Salix triandra — l'osier brun
Salix triandra (osier brun ou osier amandier) est reconnaissable à son écorce brun-olive et à ses feuilles à l'aspect brillant. Les brins, plus rigides que ceux de S. purpurea, servent principalement pour les structures portantes des corbeilles — cerces, montants et pieds.
Historiquement cultivé dans les osieraies du Marais poitevin et de la vallée de la Loire, S. triandra a connu un recul relatif au profit de cultivars sélectionnés pour leur rendement supérieur.
Hybrides et cultivars sélectionnés
Les croisements entre espèces de Salix sont naturellement fréquents. Des pépinières spécialisées françaises — notamment en Charente-Maritime — ont sélectionné des hybrides interspécifiques combinant la vigueur de S. viminalis et la souplesse de S. purpurea. Ces cultivars visent une production homogène, une résistance accrue aux maladies fongiques et une longueur de brin optimisée pour le tressage mécanisé ou artisanal.
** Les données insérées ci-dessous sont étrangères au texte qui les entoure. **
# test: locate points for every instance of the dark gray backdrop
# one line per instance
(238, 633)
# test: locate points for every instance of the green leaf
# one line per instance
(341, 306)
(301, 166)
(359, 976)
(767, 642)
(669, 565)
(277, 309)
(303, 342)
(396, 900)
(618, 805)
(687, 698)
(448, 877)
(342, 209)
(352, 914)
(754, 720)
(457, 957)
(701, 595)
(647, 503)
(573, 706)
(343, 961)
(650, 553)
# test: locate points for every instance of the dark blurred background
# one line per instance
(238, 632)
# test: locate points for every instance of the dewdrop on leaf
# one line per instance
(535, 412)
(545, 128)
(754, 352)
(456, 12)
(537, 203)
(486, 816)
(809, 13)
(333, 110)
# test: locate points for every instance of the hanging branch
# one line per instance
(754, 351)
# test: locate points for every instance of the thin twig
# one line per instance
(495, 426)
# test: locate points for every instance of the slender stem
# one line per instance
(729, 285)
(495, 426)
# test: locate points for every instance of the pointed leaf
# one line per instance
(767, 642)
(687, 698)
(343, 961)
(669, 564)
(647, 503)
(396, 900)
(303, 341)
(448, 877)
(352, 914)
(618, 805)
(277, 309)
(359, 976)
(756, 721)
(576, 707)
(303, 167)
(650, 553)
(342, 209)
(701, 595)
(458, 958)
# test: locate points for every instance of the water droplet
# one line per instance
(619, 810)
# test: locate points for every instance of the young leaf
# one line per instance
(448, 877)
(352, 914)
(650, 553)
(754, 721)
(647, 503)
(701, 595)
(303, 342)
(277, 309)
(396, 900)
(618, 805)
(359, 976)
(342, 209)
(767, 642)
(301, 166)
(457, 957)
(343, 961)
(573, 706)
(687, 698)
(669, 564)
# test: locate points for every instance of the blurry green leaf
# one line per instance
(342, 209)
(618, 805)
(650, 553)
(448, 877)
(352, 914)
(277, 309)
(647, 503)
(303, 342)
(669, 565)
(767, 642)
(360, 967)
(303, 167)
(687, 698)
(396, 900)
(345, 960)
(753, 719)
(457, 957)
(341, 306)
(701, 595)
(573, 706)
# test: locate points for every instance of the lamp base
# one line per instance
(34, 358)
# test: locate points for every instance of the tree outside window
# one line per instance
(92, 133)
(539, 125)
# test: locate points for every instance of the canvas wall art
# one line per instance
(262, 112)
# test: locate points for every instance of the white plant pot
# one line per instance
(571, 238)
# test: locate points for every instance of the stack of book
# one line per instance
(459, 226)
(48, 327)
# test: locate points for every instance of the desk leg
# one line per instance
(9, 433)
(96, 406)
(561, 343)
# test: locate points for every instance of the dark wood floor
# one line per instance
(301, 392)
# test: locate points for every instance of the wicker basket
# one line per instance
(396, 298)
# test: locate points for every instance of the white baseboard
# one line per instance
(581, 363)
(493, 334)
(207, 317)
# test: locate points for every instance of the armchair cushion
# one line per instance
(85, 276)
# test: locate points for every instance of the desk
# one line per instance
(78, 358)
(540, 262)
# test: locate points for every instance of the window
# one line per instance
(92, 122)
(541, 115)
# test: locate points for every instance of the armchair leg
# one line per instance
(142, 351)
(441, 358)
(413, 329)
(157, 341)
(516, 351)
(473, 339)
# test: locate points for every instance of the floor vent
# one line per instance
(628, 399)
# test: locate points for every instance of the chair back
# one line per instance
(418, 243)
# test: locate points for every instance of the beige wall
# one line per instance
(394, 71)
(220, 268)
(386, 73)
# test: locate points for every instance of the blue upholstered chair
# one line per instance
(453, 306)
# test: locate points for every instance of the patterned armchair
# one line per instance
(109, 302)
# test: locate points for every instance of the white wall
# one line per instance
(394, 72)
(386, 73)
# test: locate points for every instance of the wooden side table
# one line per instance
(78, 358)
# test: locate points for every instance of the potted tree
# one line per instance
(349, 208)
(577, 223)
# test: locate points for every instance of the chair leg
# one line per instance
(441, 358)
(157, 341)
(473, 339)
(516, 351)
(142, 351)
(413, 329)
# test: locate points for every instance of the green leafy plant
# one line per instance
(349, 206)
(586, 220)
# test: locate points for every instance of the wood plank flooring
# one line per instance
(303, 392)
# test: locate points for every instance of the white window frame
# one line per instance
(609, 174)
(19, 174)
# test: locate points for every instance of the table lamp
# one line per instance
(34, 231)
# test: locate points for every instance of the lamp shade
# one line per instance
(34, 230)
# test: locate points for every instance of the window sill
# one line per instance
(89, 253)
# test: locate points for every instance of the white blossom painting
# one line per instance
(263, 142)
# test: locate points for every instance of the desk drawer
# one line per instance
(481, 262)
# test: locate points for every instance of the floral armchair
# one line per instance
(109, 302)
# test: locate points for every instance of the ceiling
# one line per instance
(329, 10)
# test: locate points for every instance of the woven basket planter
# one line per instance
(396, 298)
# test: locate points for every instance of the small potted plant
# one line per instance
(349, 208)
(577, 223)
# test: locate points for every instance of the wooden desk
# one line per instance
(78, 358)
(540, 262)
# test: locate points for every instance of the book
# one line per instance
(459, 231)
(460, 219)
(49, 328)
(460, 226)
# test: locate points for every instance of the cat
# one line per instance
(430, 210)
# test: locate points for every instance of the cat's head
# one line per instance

| Espèce | Longueur typique des brins | Souplesse | Usage principal |
|---|---|---|---|
| Salix viminalis | 150–300 cm | Moyenne à bonne | Paniers utilitaires, mobilier |
| Salix purpurea | 80–180 cm | Très bonne | Finitions, vanneries fines |
| Salix triandra | 100–200 cm | Moyenne | Structures portantes |
| Hybrides sélectionnés | 180–280 cm | Bonne | Production mixte |
Conditions de culture en France
Les osieraies françaises sont implantées de préférence dans des zones à nappe phréatique accessible ou régulièrement inondées en hiver. Le cycle de production est annuel : les tiges sont coupées chaque hiver ou printemps, au stade dormant, avant le débourrement. Cette coupe rase stimule l'émission de nouveaux rejets depuis la souche, assurant une récolte régulière sur de nombreuses années sans replantation.
Le sol idéal est un limon alluvial profond, légèrement acide à neutre (pH 5,5–7). Les apports azotés doivent rester modérés pour éviter une croissance excessive des ramifications latérales au détriment des tiges principales.
Régions productrices historiques
- Charente-Maritime — osieraies autour de Saint-Jean-d'Angély et Matha, à proximité des prairies humides de la Charente.
- Indre-et-Loire — la commune de Villaines-les-Rochers, dans le Val de Loire, abrite une coopérative de vanniers active depuis le XIXe siècle.
- Marais poitevin (Deux-Sèvres, Vendée) — culture sur sols tourbeux le long des canaux.
- Vallée de la Somme — zones humides propices à Salix viminalis et S. triandra.